Selective work stealing

I’m coming back with a more specialized task routing / work stealing question than my last post.

I’ve got an annotation task that will include examples with different languages and annotators who can annotate 1-2 of these languages. I’m planning on using custom task routing to ensure that annotators are assigned examples in the appropriate languages. However, I was also hoping to use work stealing for the languages where there are enough annotators to support this. Is there any way to selectively allow work stealing where annotators can steal examples in languages they are proficient in?

Hi @laurejt!

A custom router alone cannot solve this. The router only controls initial assignment. Work stealing is a completely separate code path that bypasses the router.
To support language-aware work stealing, the steal_work method itself would need to be extended — for example, by including a filtering step that checks whether a task is "stealable" by the current session.
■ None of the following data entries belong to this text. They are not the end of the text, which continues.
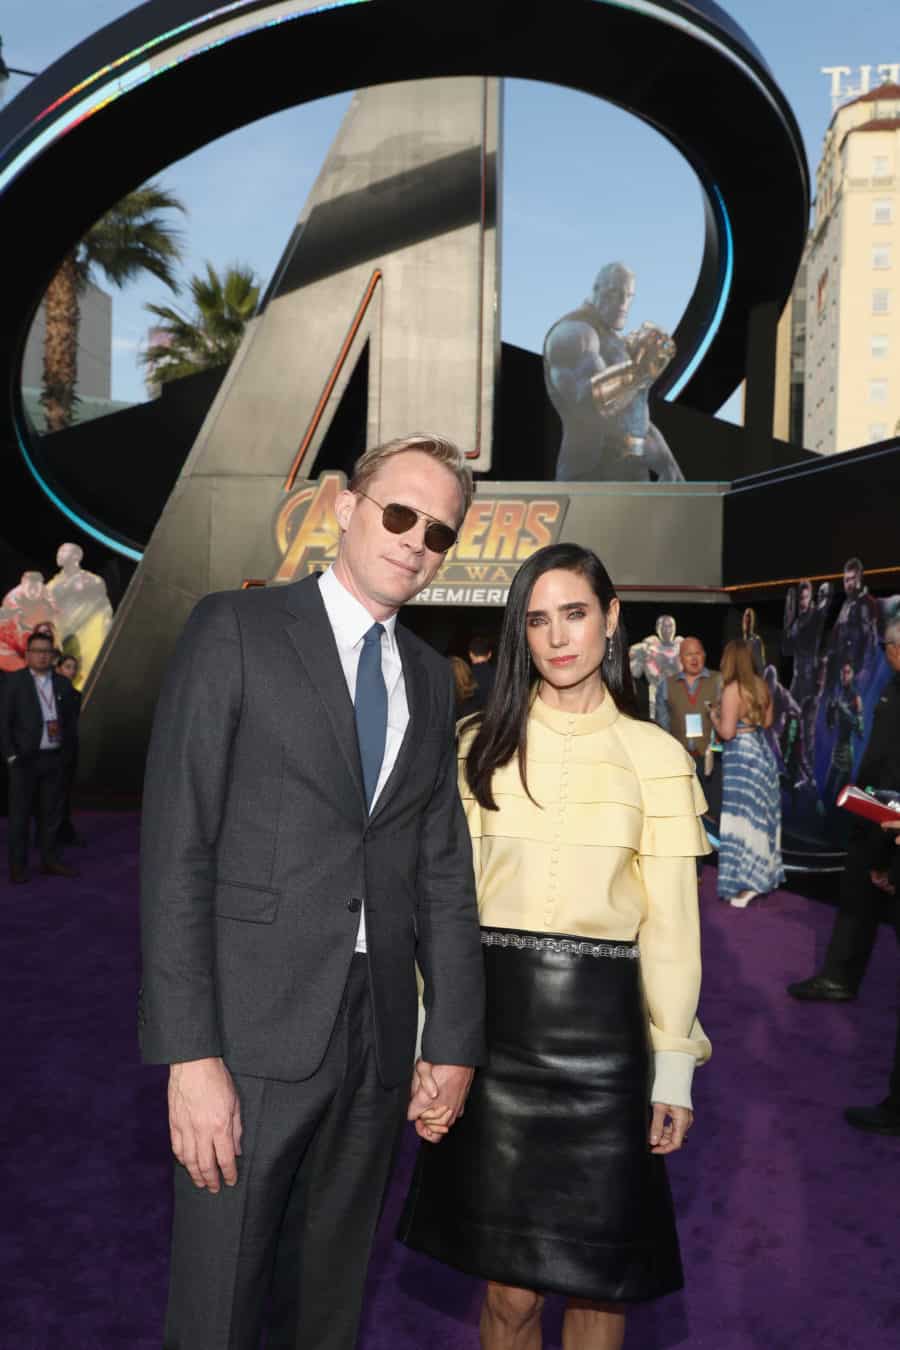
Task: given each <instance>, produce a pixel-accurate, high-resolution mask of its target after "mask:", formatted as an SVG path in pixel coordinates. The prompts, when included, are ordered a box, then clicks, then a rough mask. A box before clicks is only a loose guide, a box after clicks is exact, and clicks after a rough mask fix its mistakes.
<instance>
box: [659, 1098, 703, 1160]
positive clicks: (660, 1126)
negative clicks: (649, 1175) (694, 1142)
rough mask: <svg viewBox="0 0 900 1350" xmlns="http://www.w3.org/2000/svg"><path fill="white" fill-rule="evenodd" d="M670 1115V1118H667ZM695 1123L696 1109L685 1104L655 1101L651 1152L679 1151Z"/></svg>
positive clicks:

But that's a change to Prodigy internals, not something achievable with a custom router alone.
The complexity of it also depends how the mapping between annotators IDs and their languages is stored.
The core logic for this is in prodigy/components/session.py file:
The simplest, minimal (and not flexible) solution would be to add a hardcoded mapping to this file, for example:

LANGUAGES = {
      "alice": {"en", "fr"},
      "bob": {"en"},
      "carol": {"fr", "de"},
  }

and then inside steal_work, in the loop (line 193):

for timestamp, item in session.iter_open():
    if item.key not in unstealable:
        lang = item.data.get("lang") # assuming the language attr is somehow stored on the task
            if lang and self.id in LANGUAGES and lang not in LANGUAGES[self.id]:
                continue
            stealable.append((timestamp, session, item))
            unstealable.add(item.key)

Another option would be to pass the router as an optional callback to steal_work and just re-apply it to stealable items:

# get_questions, line 143
  if steal_work and len(results) == 0 and other_sessions is not None:
      results.extend(
          self.steal_work(
              results, n, other_sessions,
              exclude=seen_task_hashes,
              task_router=task_router,
          )
      )

  # steal_work
  def steal_work(
      self,
      batch, n, sessions, *, exclude=set(),
      task_router=None,
  ):
      ...
      for timestamp, item in session.iter_open():
          if item.key not in unstealable:
              if task_router and self.id not in task_router(item.data):
                  continue
              stealable.append((timestamp, session, item))
              unstealable.add(item.key)
      ...

This way you can reuse the language-based filtering logic and the corresponding configuration of it, but you also apply all the other routing logic which may or may not be an issue. The only problem I can think of with this solution is that the effective work-redistribution can take longer/may not be possible if you use annotation_per_task logic. In annotation_per_task routing, the hash-based assignment narrows the pool of eligible stealers beyond what's necessary. For example, if Alice, Carol, and Dave all speak French and annotations_per_task=2, the router might deterministically assign a French task to Carol and Dave. If both Carol and Dave go inactive and Alice runs out of work, she can't steal the task from their open queues — the router doesn't include her for that item. The task stays stuck even though Alice is free and qualified. With a dedicated language-only filter, Alice could steal it immediately.